Throughout the world the name of Rolls-Royce has been associated with the best in automotive engineering. Prior to World War II the name Packard gloried in the popular title of `the American Rolls-Royce’. In fact, during World War II, Packard manufactured more 24-cylinder Rolls-Royce Merlin motors than the entire British aero engine industry. Packard started its climb to success in 1915 when it introduced the world’s first production V12 engine, based on a competition engine built by the British firm Sunbeam.
Packard called their cars using this engine Twin Six cars and they were very popular throughout the 1920s. To compete with General Motors, Packard introduced a straight-eight engine but some of their customers still wanted the V12. When Cadillac came out with their V16, Packard had little option but to recreate the legendary Twin Six in the early 1930s.
This, of course, was the time of the Great Depression so Packard resisted the concept of annual model changes and released the Twin Six as a new series rather than giving it a year model. The Twin Six pioneered the vee-shaped radiator which became a feature of all later model Packards. It had hydrolastic bumpers; a vacuum servo boosted the braking system; the aluminium-headed engine had dual-downdraught carburettors with thermostatically controlled automatic chokes, and the dashboard was fitted with an electric fuel gauge. In later models also had an in-built car radio.

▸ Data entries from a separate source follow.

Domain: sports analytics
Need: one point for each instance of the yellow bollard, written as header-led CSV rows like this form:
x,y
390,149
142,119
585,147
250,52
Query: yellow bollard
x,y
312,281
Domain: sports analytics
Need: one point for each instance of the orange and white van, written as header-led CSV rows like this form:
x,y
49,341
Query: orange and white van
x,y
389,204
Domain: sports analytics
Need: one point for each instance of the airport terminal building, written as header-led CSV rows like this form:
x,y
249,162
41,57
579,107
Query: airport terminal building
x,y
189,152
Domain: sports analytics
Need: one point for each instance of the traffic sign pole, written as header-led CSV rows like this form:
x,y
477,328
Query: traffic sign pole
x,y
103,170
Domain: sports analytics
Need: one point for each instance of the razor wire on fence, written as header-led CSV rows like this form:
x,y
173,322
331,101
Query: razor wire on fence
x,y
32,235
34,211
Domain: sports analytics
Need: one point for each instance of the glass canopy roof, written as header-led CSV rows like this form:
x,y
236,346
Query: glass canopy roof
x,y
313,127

The side valve V12 engine had a capacity of 7297cc and powered the rear wheels through a three-speed gearbox and a live rear axle.
Four body styles were originally introduced. These were a sport Phaeton, a fixed-head coupe‚ a convertible coupe‚ and a convertible sedan. With the depressed market some of these cars took two years to sell but this merely endorsed the wisdom of Packard’s policy of avoiding annual model changes. It also meant that any model could be changed as the manufacturer saw fit. As new modifications were introduced the Twin Six went to a Seventeenth Series before being discontinued at the start of World War II.
The last model produced was made for President Roosevelt and had bulletproof windows and bodywork. In fact, earlier bulletproof Twin Sixes were popular with a number of people and organisations, such as the US Secret Service. Even Al Capone had one during the prohibition period to ensure his safety and models were shipped to places like Venezuela and China for the protection of their leaders and politicians. The original Twin Six chassis also found much favour with undertakers seeking a stately hearse.